Prior to the introduction of serum PSA, PAcP was used widely to indicate advanced PCa, but fell into disuse. However, a number of publications have promoted a renewed role for this enzyme as a prognostic indicator in early disease. Moul et al. [140] reported on 295 patients who underwent RP and compared the value of pre-treatment serum PSA and PAcP. The Kaplan-Meier disease-free survival rate at 4 years was 78.8% for men with a PAcP < 3 ng/mL and 38.8% for those with PAcP ≥ 3 ng/mL, which was significant overall (p < 0.001) and, when pre-treatment PSA was <10 ng/mL (p = 0.047), ≥10 ng/mL (p = 0.012). They concluded that PAcP testing added prognostic information to pre-treatment PSA values and that PAcP was an independent predictor of recurrence [140].
More recently, Han et al. [141] reviewed pre-operative PAcP levels in 1681 men who proceeded to RP and confirmed that PAcP was an independent predictor of tumour recurrence (p < 0.001). Most recently Fang et al. [142] examined case histories of 193 patients with clinically localized PCa, a Gleason score ≥7 and/or a PSA level of ≥10 ng/mL treated with 103Pd brachytherapy and supplemental external beam radiotherapy (EBRT) between 1992 and 1996. The 10-year cause-specific survival (CSS) rate for patients with a pre-treatment PAcP level < 1.5, 1.5–2.4 and ≥2.5 U/L was 93%, 87%, and 75%, respectively (P = 0.013). The 10-year CSS rate for patients with a PSA level < 10, 10–20, and >20 ng/mL was 92%, 76%, and 83%, respectively (P = 0.393). On Cox multivariate regression analysis, PAcP (hazard ratio 1.31, P < 0.0001) and Gleason score (hazard ratio 2.37, P = 0.0007) were associated with CSS. PSA was not predictive of CSS (P = 0.393) but PAcP was a stronger predictor of CSS than PSA or Gleason score these men with higher risk PCa.

9. Multiple Markers

In a recent study of 423 consecutive patients treated with radical prostatectomy for clinically localized PCa, pre-operative plasma levels of Endoglin, interleukin-6 (IL-6), interleukin-6 soluble receptor (IL-6sR), transforming growth factor-beta1 (TGF-beta1), urokinase plasminogen activator (uPA), urokinase plasminogen inhibitor-1 (PAI-1), urokinase plasminogen receptor (uPAR), vascular cell adhesion molecule-1 (VCAM1), and VEGF were measured using commercially available enzyme immunoassays.

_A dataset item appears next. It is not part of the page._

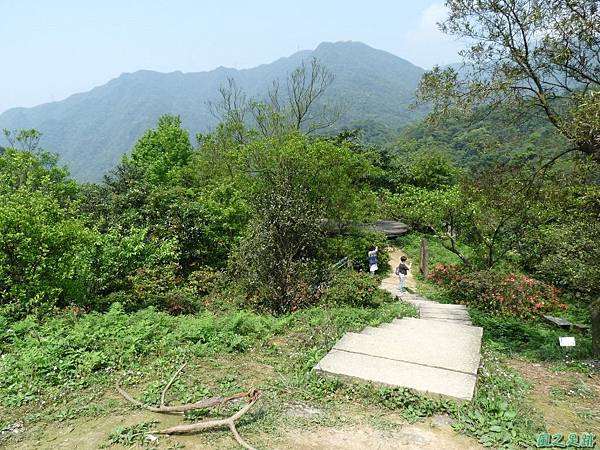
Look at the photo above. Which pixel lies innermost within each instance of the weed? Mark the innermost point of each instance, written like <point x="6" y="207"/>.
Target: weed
<point x="132" y="435"/>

Plasma IL-6 (P = 0.03), IL-6sR (P < 0.001), TGF-beta1 (P = 0.005), and V-CAM1 (P = 0.01) achieved independent predictor status after adjusting for the effects of standard post-operative features. After stepwise backward variable elimination, a model relying on RP Gleason sum, IL-6sR, TGF-beta1, VCAM1, and uPA improved the predictive accuracy of the standard post-operative nomogram model by a modest 4%. The long-term follow-up of these patients will be of particular interest [143].

9.1. Annexin A3 (ANXA3)

ANXA3, a recently identified PCa biomarker, has an inverse relationship to PCa progression and can be detected in the urine of PCa patients [144]. ANXA3 belongs to a family of calcium and phospholipid binding proteins that are implicated in cell differentiation and migration, immunomodulation, bone formation and mineralization in PCa metastasis [145]. ANXA3 has an inverse relationship to cancer and the immunhistochemical staining in prostatic tissue correlates with disease progression, Gleason score and malignancy [144]. The presence of ANXA3 in urinary exosomes and prostasomes might be the reason for its remarkable stability in urine [144,147]. ANXA3 has been quantified by western blot in the urine samples of patients with negative DRE findings and low total PSA (2–10 ng/mL−1), which is the clinically relevant group facing the biopsy dilemma. Combined readouts of PSA and urinary ANXA3 gave the best results with the Area Under the Receiver Operating Curve (AUROC) of 0.82 for a total PSA range of 2–6 ng/mL−1, 0.83 for a total PSA range of 4–10 ng/mL−1 and 0.81 in all patients [147].

10. MicroRNA Profiling

MicroRNAs (miRs) are small non-coding RNA molecules with a length of 21–25 nucleotides. They are mostly located within inter-genic chromosomal regions and can be found as solitary or clustered gene units. MiRs post-transcriptionally regulate gene expression by binding to complementary sequences within the 3’UTR of mRNAs. In most cases annealing leads to a modest down regulation of gene expression, although a few upregulating miRs have been described [148]. The first 6 to 8 bases of a miR direct its targeting and so each species may bind up to thousands of mRNAs. Very recently, researchers have demonstrated that not only can miRs indirectly disable gene function by associating with mRNAs, they can silence genes directly by adding methlyl groups and it has been proposed that epigenetic silencing by DNA methylation depends on the ratio of miRNA to its target RNA [149].
Profiling of PCa cell lines and specimens has been performed for miR expression. The first dedicated report by Porkka et al. [150] found expression of many species and that their expression varied with malignancy and with the cell’s androgen receptor status. Follow up reports have confirmed this finding and extended the profiling of prostate-specific miRs [151]. Evidence to date suggests that many miRs with altered expression in PCa are generic to malignancy. This includes over expression of miR-21 (which is known to suppress members of the p53 network [152,153], over expression of miRs-15a and 15b, and loss of miRs 145/34c/221 and 222. The expression of these miRs appears to be androgen dependent (in part) and results from chromosomal and epigenetic alterations. Few studies have assessed the translational use of these miRs [154,155].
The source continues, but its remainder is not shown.